Informations générales phagothérapie


    Qu'est ce que la phagothérapie ?

    Définition littérale de la phagothérapie selon le Larousse :
    “Utilisation thérapeutique de virus (dits bactériophages) pour leur capacité à détruire des bactéries pathogènes infectieuses. (Pratiquée autrefois, la phagothérapie voit son intérêt renouvelé avec le développement des résistances bactériennes aux antibiotiques.).”
    Il s’agit de trouver et d’identifier les virus particuliers adaptés à l’infection. Ensuite, il faut les déposer sur le site infecté par des bactéries (et uniquement des bactéries) pour qu’ils les détruisent. Ces virus se multiplient alors et continuent de détruire d’autres bactéries identiques qu’il va rechercher et trouver. Comme ils n’attaquent que les bactéries ciblées et absolument rien d’autre, ils n’ont aucun effet secondaire reconnu depuis 100 ans d’utilisation. Par exemple, le phage contre le staphylocoque doré, n’attaquera QUE le staphylocoque doré et absolument rien d’autre (et ainsi pour toutes les bactéries).
    Avec le temps et l’expérience, les médecins sont montés en compétence dans la façon d’appliquer la phagothérapie.

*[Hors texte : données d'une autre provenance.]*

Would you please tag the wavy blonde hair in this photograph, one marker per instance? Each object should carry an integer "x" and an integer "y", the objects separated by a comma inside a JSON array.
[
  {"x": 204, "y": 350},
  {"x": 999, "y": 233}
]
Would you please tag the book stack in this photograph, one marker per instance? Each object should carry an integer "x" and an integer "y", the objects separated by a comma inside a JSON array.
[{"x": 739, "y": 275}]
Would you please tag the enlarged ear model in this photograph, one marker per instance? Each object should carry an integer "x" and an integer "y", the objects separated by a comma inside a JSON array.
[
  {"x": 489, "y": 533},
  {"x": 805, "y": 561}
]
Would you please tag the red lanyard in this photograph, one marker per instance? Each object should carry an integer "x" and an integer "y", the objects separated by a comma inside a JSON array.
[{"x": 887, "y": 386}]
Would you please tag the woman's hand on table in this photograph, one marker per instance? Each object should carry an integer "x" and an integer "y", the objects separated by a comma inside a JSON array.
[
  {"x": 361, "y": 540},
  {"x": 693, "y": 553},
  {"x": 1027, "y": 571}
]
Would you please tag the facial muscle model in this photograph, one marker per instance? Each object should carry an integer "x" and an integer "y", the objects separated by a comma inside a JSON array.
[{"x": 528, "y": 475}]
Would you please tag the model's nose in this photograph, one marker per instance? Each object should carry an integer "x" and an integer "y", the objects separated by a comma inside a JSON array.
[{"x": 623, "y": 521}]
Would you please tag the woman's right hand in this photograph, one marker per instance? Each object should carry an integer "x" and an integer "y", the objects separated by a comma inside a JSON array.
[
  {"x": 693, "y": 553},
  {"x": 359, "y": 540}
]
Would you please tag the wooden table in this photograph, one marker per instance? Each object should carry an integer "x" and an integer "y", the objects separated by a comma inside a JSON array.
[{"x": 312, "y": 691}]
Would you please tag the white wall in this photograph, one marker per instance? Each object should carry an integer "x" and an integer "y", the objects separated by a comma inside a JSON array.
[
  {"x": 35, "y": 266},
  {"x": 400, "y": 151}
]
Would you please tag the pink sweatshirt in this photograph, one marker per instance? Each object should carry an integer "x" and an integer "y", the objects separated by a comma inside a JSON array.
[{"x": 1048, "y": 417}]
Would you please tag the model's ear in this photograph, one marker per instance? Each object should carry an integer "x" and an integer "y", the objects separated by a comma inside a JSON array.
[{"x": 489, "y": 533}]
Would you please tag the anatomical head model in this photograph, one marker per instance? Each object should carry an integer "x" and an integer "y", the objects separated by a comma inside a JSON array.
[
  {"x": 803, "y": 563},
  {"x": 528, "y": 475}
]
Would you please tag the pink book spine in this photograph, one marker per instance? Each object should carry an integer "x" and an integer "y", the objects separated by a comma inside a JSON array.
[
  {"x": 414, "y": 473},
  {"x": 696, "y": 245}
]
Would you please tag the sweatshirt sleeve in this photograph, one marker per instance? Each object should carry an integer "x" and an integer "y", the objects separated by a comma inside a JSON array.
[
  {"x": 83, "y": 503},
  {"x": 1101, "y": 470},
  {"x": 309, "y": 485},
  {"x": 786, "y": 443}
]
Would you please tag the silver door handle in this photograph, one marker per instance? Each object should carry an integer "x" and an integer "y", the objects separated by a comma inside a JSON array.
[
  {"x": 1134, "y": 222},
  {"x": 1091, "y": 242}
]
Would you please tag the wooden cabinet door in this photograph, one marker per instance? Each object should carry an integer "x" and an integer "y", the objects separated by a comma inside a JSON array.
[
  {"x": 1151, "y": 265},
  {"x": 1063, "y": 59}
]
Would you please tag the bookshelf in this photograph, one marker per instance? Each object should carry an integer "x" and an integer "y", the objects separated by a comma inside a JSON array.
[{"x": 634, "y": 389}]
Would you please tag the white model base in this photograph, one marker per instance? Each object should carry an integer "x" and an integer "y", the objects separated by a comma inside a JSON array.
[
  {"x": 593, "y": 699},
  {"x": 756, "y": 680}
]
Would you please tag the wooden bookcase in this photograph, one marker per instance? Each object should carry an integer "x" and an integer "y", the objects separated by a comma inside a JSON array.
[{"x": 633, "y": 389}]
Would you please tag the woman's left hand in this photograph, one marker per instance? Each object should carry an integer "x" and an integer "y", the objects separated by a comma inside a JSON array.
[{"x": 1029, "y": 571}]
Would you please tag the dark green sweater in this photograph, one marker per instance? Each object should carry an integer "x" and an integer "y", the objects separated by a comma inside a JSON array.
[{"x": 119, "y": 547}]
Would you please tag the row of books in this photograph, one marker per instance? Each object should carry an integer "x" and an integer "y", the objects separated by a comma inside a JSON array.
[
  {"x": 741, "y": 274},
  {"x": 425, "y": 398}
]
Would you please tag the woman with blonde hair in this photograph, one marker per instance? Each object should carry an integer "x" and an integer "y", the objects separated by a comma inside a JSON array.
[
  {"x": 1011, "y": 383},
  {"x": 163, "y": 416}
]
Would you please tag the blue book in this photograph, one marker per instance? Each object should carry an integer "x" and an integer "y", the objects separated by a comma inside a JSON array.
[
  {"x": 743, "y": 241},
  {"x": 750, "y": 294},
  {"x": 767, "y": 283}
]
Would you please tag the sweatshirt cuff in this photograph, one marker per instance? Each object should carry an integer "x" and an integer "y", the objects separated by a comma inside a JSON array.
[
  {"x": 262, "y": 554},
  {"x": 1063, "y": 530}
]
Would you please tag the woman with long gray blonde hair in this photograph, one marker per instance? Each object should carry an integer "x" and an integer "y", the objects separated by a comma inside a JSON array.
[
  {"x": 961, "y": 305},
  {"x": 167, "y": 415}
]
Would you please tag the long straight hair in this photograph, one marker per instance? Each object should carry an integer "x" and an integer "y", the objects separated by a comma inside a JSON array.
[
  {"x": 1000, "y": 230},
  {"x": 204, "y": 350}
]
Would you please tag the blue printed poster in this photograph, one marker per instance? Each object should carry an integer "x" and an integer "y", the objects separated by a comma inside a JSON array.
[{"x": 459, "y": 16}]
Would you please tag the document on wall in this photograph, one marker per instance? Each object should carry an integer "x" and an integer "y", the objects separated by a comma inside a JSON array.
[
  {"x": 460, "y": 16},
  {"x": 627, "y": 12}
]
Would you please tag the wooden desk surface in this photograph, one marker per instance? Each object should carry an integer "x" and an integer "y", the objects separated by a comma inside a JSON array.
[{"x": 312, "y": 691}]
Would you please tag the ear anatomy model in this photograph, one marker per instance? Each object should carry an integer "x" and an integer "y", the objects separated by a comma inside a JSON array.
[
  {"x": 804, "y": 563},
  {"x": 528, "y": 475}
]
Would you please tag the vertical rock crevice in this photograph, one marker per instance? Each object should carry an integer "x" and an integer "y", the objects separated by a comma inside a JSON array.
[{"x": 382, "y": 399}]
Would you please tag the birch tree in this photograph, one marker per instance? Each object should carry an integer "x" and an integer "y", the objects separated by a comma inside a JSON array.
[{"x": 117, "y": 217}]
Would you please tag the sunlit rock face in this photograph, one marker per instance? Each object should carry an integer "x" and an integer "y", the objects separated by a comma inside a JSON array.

    Comment un bactériophage détruit une bactérie

    Que sont les bactériophages

    Les bactériophages, communément appelés “phages” sont des virus qui peuvent nous soigner. Ils ne reconnaissent que les bactéries qu’ils attaquent et qu’Ils utilisent pour s’y multiplier à grande vitesse à l’intérieur de celles-ci. C’est ainsi qu’ils finissent pas les faire “exploser”  et donc les tuer. Une fois la bactérie explosée, les nouveaux bactériophages sont libérés et vont aller chercher d’autres bactéries à contaminer, donc à détruire. Le processus continue ainsi jusqu’à réussir à guérir l’infection bactérienne.
    Pour chaque type de bactérie, il existe un ou plusieurs types de phages. Mais chaque phage n’attaquera que la bactérie pour laquelle il est alloué.
    C’est ainsi que les bactériophages peuvent réussir à guérir une infection bactérienne que n’auront pas réussi à guérir les antibiotiques

    Comment sont préparés les phages

    Les phages peuvent être préparés artisanalement avec un peu de connaissances scientifiques. Par exemple, il suffit de prélever de l’eau d’un cours d’eau, des égouts, etc .et il y aura des phages. Cette eau prélevée est ensuite centrifugée et décantée en milieu stérile. Puis elle est mise en présence d’un bouillon de culture de la bactérie que l’on souhaite traitée. Il ne restera alors que les phages alloués à détruire cette bactérie sans la bactérie qui aura été détruite par les phages. Cependant, il peut rester des débris bactériens. Un peu de chloroforme est rajouté pour détruire d’éventuelles bactéries restantes sans détruire les phages. Le résultat est ensuite mixée à vitesse rapide pou éliminer des cellules indésirables Ce mélange sera finalement extrêmement filtré pour éliminer toutes les bactéries (sur une membrane de porosité inférieure à 0.45 Micron), puis incubée 24h à 37°c.
    Bien évidemment le procédé industriel est plus complexe et plus poussé, mais artisanalement, ce n’est pas difficile à faire.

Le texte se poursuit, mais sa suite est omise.